In another part of the battlefield, Henry notes that they seem to be winning ("Well have we done, thrice valiant countrymen"), and he asks about his kinsman, the Duke of York, whom he saw fighting and covered with blood. Exeter repeats York's last words and tells him in a moving speech how bravely York died. The Duke of York, wounded and dying, stumbled upon his noble cousin, the Earl of Suffolk, who lay dying. York took his cousin "by the beard, kissed the gashes," and called upon Suffolk to tarry for a moment so they could die together. Then:
So did he turn and over Suffolk's neck
He threw his wounded arm and kiss'd his lips;
And so espoused to death, with blood he seal'd
A testament of noble-ending love. (24-27)
Exeter tells how he wept like a woman at the sight, and King Henry is about to join "with mistful eyes" when, hearing an alarm, he realizes that the French have reinforced their armies, and he orders his men to kill all of the French prisoners.
First, this scene functions to announce the beginning of the English successes.

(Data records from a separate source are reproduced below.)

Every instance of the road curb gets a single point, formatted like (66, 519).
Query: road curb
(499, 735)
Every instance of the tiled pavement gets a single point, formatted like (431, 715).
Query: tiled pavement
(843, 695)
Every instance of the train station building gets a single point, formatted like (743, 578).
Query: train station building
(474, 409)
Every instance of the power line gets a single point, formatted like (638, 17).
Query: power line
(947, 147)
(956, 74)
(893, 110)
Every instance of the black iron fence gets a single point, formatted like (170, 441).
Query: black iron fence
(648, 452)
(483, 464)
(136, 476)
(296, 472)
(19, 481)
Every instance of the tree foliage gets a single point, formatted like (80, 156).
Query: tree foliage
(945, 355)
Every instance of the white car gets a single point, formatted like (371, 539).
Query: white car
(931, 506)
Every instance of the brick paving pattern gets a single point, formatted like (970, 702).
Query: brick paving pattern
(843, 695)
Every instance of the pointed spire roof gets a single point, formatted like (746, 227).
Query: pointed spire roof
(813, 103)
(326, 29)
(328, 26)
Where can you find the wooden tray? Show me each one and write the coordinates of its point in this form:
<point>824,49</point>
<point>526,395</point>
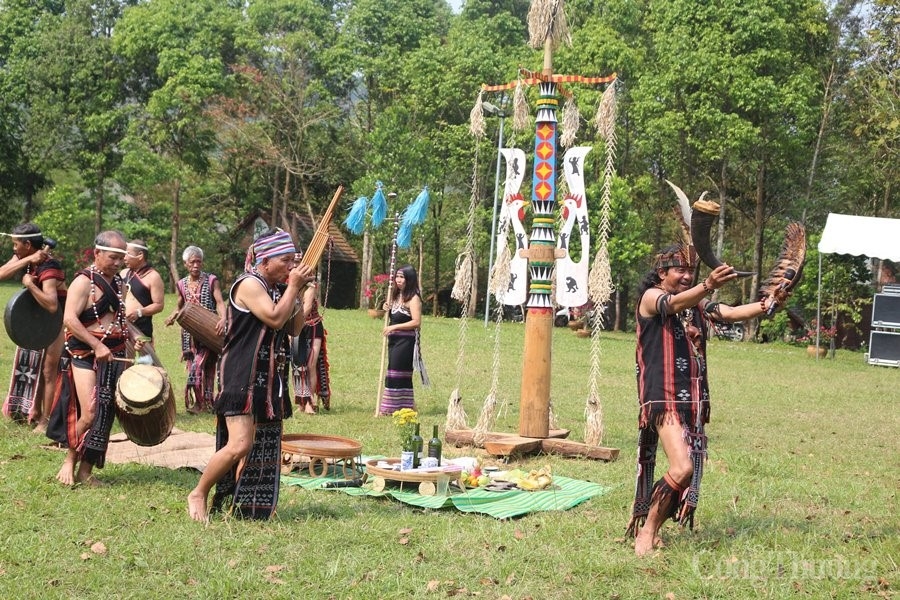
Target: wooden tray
<point>319,449</point>
<point>425,479</point>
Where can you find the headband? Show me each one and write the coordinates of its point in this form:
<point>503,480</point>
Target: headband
<point>272,245</point>
<point>109,249</point>
<point>680,256</point>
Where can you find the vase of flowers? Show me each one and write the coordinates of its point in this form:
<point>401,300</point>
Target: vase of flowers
<point>376,293</point>
<point>406,420</point>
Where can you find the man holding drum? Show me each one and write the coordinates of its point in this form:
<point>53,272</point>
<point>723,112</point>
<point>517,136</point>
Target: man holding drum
<point>33,383</point>
<point>95,332</point>
<point>145,293</point>
<point>203,289</point>
<point>253,396</point>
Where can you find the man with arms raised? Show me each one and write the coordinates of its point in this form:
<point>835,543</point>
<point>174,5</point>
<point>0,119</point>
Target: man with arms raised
<point>33,383</point>
<point>145,293</point>
<point>95,331</point>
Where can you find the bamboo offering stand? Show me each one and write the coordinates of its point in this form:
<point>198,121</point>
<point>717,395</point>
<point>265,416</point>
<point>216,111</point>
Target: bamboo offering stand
<point>425,480</point>
<point>547,29</point>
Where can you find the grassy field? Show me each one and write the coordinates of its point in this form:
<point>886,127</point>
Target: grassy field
<point>799,498</point>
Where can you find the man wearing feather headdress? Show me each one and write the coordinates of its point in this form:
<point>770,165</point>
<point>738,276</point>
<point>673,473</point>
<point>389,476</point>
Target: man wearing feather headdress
<point>673,317</point>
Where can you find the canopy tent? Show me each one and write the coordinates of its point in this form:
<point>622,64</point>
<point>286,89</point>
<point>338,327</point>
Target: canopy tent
<point>874,237</point>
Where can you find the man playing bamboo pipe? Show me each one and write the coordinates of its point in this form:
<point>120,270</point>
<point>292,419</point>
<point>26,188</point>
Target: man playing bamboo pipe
<point>44,278</point>
<point>672,325</point>
<point>253,393</point>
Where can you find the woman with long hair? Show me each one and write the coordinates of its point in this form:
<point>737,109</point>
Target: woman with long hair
<point>404,354</point>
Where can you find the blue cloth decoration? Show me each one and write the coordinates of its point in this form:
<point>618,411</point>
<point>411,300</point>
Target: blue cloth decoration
<point>356,220</point>
<point>414,214</point>
<point>379,206</point>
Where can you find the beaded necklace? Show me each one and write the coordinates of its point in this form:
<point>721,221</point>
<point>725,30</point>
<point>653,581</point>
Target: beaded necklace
<point>119,319</point>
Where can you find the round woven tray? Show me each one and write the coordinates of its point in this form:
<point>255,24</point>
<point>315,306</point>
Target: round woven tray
<point>320,446</point>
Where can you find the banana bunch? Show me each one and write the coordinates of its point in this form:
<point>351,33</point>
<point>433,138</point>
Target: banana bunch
<point>536,479</point>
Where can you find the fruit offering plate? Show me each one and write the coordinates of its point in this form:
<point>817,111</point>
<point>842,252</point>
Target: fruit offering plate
<point>320,449</point>
<point>413,476</point>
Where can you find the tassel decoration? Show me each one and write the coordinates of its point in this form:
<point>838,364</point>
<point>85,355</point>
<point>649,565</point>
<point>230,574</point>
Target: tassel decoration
<point>547,22</point>
<point>476,118</point>
<point>415,214</point>
<point>570,124</point>
<point>379,205</point>
<point>521,122</point>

Then it shifts its emphasis to narrate the deaths of the Duke of York, who has played only a small role in the drama, and the death of the Earl of Suffolk, who has not even appeared in the drama. This might seem confusing to the modern viewer, but from our knowledge of many of Shakespeare's history plays, some of the greatest moments are associated with a description of love and death; added to this is the bloody gore of the battlefield. Thus, in order to give a depth to the deaths of two who have played virtually no role in the development of the drama, this scene must be rendered within the context of a grim battle atmosphere.

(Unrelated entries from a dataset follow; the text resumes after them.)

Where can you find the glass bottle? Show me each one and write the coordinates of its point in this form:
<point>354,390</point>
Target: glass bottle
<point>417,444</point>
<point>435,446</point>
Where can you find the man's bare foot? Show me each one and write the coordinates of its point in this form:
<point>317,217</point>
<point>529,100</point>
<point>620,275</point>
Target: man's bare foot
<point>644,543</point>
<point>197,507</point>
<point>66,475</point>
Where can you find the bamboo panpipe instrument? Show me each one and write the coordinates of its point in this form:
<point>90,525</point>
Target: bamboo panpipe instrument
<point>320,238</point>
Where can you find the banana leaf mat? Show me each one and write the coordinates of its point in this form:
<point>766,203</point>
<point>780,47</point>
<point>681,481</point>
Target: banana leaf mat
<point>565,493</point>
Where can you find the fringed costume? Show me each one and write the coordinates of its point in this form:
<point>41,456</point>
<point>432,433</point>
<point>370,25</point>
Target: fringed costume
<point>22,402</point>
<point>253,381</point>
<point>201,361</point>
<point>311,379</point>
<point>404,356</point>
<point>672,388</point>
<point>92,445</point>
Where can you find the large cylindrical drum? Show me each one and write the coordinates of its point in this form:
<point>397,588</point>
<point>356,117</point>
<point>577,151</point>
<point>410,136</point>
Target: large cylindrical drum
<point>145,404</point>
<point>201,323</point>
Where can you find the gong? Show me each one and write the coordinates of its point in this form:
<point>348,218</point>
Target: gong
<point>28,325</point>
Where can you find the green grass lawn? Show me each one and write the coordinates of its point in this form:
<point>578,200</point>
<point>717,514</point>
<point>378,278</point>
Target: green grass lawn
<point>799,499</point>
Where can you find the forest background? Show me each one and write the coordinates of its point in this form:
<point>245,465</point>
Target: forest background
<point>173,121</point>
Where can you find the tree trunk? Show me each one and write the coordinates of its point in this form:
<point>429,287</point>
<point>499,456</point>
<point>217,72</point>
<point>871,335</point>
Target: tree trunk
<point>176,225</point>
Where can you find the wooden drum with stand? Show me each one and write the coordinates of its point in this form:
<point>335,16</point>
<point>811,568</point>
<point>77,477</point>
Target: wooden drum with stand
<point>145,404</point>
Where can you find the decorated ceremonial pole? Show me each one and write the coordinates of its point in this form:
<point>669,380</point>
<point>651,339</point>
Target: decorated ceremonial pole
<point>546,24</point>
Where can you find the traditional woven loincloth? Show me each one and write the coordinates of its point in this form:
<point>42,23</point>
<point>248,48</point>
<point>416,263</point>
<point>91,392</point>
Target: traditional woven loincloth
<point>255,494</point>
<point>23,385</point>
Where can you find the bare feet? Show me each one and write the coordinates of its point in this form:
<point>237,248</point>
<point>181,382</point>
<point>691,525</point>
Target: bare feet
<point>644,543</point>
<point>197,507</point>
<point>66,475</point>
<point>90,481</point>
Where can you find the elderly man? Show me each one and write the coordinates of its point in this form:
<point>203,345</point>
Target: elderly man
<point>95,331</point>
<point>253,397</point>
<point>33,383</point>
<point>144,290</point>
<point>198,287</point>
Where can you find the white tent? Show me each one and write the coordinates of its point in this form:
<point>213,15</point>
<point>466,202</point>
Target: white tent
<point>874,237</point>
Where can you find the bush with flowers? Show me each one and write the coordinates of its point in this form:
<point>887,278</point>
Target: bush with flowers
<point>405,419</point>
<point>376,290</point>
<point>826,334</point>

Shakespeare's main purpose, here, is to show another aspect of Henry the King — one who can mourn and weep for his kinsmen and fellow soldiers fallen in battle, and then, in the next moment, put aside all sense of personal loss and sternly command the deaths of all the French prisoners in order to ensure the safety of the English soldiers. This quality of decisiveness is the stuff that all great field commanders are made of (at least Shakespeare seems to be saying this). We see evidence of the complete presence of mind and control that Henry has in the midst of a raging battle and in the throes of passion because of the deaths of his kinsmen.

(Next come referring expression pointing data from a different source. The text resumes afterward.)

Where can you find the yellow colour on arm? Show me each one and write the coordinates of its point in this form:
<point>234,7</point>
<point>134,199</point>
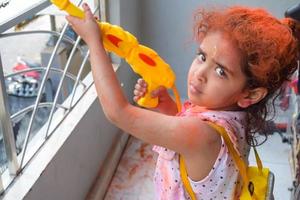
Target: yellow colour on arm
<point>143,60</point>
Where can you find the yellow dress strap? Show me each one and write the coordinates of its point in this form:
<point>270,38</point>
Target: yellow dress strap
<point>184,178</point>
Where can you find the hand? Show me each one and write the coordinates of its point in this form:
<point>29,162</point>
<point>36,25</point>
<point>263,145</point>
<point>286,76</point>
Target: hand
<point>87,28</point>
<point>165,105</point>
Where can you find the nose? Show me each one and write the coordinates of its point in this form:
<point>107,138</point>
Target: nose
<point>201,72</point>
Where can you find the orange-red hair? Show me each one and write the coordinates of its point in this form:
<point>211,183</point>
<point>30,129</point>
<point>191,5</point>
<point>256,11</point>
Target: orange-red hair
<point>270,48</point>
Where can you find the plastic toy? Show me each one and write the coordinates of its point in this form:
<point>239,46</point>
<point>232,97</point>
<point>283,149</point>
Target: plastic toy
<point>143,60</point>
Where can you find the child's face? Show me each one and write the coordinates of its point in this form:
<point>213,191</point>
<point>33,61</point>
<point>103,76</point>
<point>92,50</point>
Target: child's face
<point>215,78</point>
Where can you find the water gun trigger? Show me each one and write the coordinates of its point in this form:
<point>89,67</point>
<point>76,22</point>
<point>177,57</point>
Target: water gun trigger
<point>147,100</point>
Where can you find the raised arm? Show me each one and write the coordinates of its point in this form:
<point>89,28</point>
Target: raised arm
<point>181,134</point>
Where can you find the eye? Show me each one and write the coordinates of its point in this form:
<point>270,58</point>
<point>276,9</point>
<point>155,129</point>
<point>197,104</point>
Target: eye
<point>220,71</point>
<point>201,57</point>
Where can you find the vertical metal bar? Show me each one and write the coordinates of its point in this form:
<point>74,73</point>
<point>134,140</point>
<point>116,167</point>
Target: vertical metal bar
<point>39,95</point>
<point>78,78</point>
<point>102,7</point>
<point>8,134</point>
<point>61,84</point>
<point>52,23</point>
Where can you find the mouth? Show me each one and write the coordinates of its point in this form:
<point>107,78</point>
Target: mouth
<point>193,89</point>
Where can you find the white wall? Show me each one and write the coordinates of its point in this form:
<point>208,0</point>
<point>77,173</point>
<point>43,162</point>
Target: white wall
<point>166,26</point>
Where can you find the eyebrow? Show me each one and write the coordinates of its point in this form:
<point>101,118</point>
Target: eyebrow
<point>223,66</point>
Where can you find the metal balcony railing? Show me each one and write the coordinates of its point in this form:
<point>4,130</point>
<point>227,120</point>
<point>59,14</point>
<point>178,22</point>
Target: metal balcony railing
<point>17,158</point>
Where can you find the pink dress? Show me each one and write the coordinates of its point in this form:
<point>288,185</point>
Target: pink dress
<point>223,181</point>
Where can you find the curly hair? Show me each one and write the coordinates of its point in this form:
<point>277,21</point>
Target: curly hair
<point>270,49</point>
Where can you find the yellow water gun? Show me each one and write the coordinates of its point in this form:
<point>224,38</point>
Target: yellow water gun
<point>143,60</point>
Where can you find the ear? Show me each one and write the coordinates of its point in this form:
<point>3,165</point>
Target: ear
<point>252,96</point>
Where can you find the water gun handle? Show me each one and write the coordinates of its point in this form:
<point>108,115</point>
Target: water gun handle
<point>143,60</point>
<point>147,100</point>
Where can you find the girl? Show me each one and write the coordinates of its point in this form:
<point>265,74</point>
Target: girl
<point>244,56</point>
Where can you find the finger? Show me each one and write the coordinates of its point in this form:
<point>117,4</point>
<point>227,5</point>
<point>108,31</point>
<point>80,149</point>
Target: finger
<point>142,82</point>
<point>158,92</point>
<point>138,93</point>
<point>87,11</point>
<point>135,99</point>
<point>140,88</point>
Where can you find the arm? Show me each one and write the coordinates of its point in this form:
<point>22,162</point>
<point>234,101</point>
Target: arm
<point>181,134</point>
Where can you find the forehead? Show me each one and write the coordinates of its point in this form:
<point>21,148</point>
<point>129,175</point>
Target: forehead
<point>222,48</point>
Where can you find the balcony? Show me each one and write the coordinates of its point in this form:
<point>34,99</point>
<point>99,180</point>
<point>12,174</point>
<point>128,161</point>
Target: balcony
<point>55,141</point>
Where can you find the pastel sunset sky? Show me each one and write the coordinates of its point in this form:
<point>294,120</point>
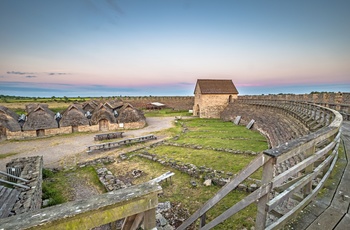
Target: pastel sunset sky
<point>160,47</point>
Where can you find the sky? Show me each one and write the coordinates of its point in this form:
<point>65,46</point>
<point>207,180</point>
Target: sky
<point>161,47</point>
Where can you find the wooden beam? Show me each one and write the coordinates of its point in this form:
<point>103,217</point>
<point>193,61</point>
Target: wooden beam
<point>280,222</point>
<point>267,175</point>
<point>90,213</point>
<point>257,194</point>
<point>298,185</point>
<point>278,180</point>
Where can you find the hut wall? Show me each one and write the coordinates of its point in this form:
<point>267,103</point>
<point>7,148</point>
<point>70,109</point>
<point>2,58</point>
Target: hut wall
<point>20,135</point>
<point>88,128</point>
<point>135,125</point>
<point>62,130</point>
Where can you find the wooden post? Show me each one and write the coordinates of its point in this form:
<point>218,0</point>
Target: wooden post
<point>149,221</point>
<point>267,176</point>
<point>308,187</point>
<point>202,220</point>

For many modern readers, Henry's command to kill all the French prisoners might seem extremely cruel and barbaric or savage, but unless Henry wants to be defeated and have all of his men put to death, he must execute the prisoners before they are freed or before they revolt. In terms of historical accuracy, Henry did not reportedly issue this order until he discovered that the French had massacred all of the young boys and lackeys left in charge of the English equipment in the camp. This massacre is covered in the next scene.